The paper delivers a concrete deterministic partitioning rule for STEP B-Reps plus released labels on 180k models, which is the practical takeaway even if the quality checks stay light.

read the letter

The main deliverable is a simple rule that merges adjacent B-Rep faces only when they have the same analytic primitive type and meet a near-tangent continuity test. The partitions are then mapped to any tessellation of the same model by keeping the original face IDs, so the labels stay stable across different triangulations. They also process the DeepCAD subset of ABC in under six hours on a standard CPU and release both the code and the precomputed labels. That combination of a forward construction and public artifacts is what makes the work immediately usable for people who need instance supervision from native CAD files.

Referee Report

3 major / 2 minor

Summary. The paper introduces STEP-Parts, a deterministic pipeline to extract geometric instance partitions directly from raw STEP B-Reps. Adjacent faces are merged only if they share the same analytic primitive type and satisfy a near-tangent continuity criterion; labels are transferred to tessellated carriers via retained source-face correspondence. On the ABC dataset the authors report strong bimodality in same-primitive dihedral angles, which they interpret as defining a threshold-insensitive low-angle regime. The resulting partitions are claimed to be stable under changes in tessellation, to scale to ~180k DeepCAD models in under six hours on a consumer CPU, and to provide useful supervision in two downstream probes (implicit reconstruction-segmentation and a point-based backbone). Code and precomputed labels are released.
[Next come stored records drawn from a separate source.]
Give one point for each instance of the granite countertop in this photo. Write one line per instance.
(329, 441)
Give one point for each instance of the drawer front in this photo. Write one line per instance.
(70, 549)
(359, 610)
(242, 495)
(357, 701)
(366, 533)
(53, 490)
Significance. If the partitions prove reliable and the threshold choice robust, the work supplies a practical, topology-driven source of instance-level supervision that avoids mesh-dependent artifacts. The open release of labels for a large corpus and the emphasis on deterministic, tessellation-stable output are concrete strengths that could benefit multiple CAD learning pipelines.

major comments (3)

[Dihedral-angle analysis and threshold selection (likely §3.2–3.3 or §4.1)] The central claim that the low-angle regime is threshold-insensitive rests on aggregate bimodality of same-primitive dihedral angles across ABC. No per-model histograms, variance statistics, or ablation tables (e.g., partition stability or downstream metrics for cutoffs at 5°, 10°, 15°) are presented. Without these, it remains possible that the observed bimodality is an artifact of pooling heterogeneous models and that small threshold shifts materially alter the extracted instances.
[Downstream probe results (likely §5)] The assertion that STEP-Parts labels constitute 'useful supervision' in the implicit reconstruction-segmentation network and the point-based backbone is stated without any quantitative metrics, baseline comparisons, or ablation against alternative partitioning schemes. This absence makes it impossible to assess whether the analytic-type-plus-continuity rule improves downstream performance or merely reproduces existing label quality.
[Method and validation (likely §3 and §4)] No quantitative validation of partition quality is provided: there are no comparisons against human-annotated geometric instances, no error analysis on a held-out subset, and no assessment of how often the merging rule joins faces that should remain separate on semantic or manufacturing grounds. Such evidence is required to substantiate that the resulting connected components are meaningful geometric instances rather than an artifact of the chosen criteria.

minor comments (2)

[Method description (§3)] The exact definition and numerical implementation of the 'near-tangent continuity criterion' (including the precise dihedral-angle threshold and any additional tolerance on surface normals) should be stated explicitly, preferably with a short pseudocode or equation.
[Scalability experiments (§4.3)] Processing-time claims ('under six hours') would benefit from hardware specifications, average time per model, and a breakdown by model complexity to allow reproducibility.

Simulated Author's Rebuttal

3 responses · 1 unresolved

We thank the referee for the constructive and detailed feedback on our manuscript. We address each major comment point by point below, indicating planned revisions where appropriate to strengthen the presentation of our geometric partitioning approach.

read point-by-point responses

Referee: [Dihedral-angle analysis and threshold selection (likely §3.2–3.3 or §4.1)] The central claim that the low-angle regime is threshold-insensitive rests on aggregate bimodality of same-primitive dihedral angles across ABC. No per-model histograms, variance statistics, or ablation tables (e.g., partition stability or downstream metrics for cutoffs at 5°, 10°, 15°) are presented. Without these, it remains possible that the observed bimodality is an artifact of pooling heterogeneous models and that small threshold shifts materially alter the extracted instances.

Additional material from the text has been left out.